Global central banks have effectively taken interest rates to zero, driving nearly all sovereign debt to negative real yields. With less opportunity for yield across fixed income assets – especially those of shorter duration or higher quality – investors will likely continue to shift exposure to riskier assets. 

This has pushed many global stock markets to extreme levels on numerous valuation metrics and – importantly - has also served to increase the risk profile of most investment portfolios. 

Additionally, many countries have made it clear they will continue to enact sizeable fiscal policy measures to tackle the economic impact of COVID-19, along with expanding budget deficits and balance sheets. WGC said in the report that, “We believe these actions - in combination with the current environment have made gold increasingly relevant as a strategic asset. 
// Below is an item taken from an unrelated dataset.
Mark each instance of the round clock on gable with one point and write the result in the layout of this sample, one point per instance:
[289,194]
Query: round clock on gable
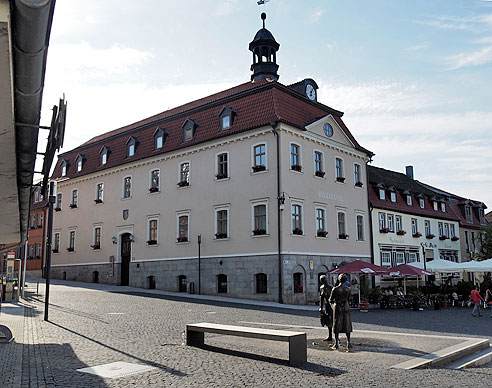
[311,92]
[328,130]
Not only could investors benefit from gold’s role as a diversifier amid ballooning budget deficits, inflationary pressures, and potential market corrections from already high equity valuations, but they may also see additional support as gold consumption will likely benefit from the nascent economic recovery, especially in emerging markets.”  

The report also focuses on, ESG considerations, the increased relevance of gold, Diversification that works. Also highlights a source of returns that Outperforming fiat currencies as a Gold’s strategic role!

The report concludes by reporting, Perceptions of gold have changed substantially over the past two decades, reflecting increased wealth in the East and a growing worldwide appreciation of gold’s role within an institutional investment portfolio. 

Gold’s unique attributes as a scarce, highly liquid, and un-correlated asset demonstrate that it can act as a diversifier over the long term.

Gold’s position as an investment and a luxury good has allowed it to deliver average returns of nearly 11% over the past 50 years, comparable to equities and more than bonds and commodities.  

Gold’s traditional role as a safe-haven asset means it comes into its own during times of high risk. But gold’s dual appeal as an investment and a consumer good means it can generate positive returns in good times too. This dynamic is likely to continue, reflecting ongoing political and economic uncertainty, persistently low interest rates and economic concerns surrounding equity and bond markets. 

Overall, extensive analysis suggests that adding between 2% and 10% of gold to a US-dollar-based portfolio can make a tangible improvement to performance and boost risk-adjusted returns on a sustainable, long-term basis.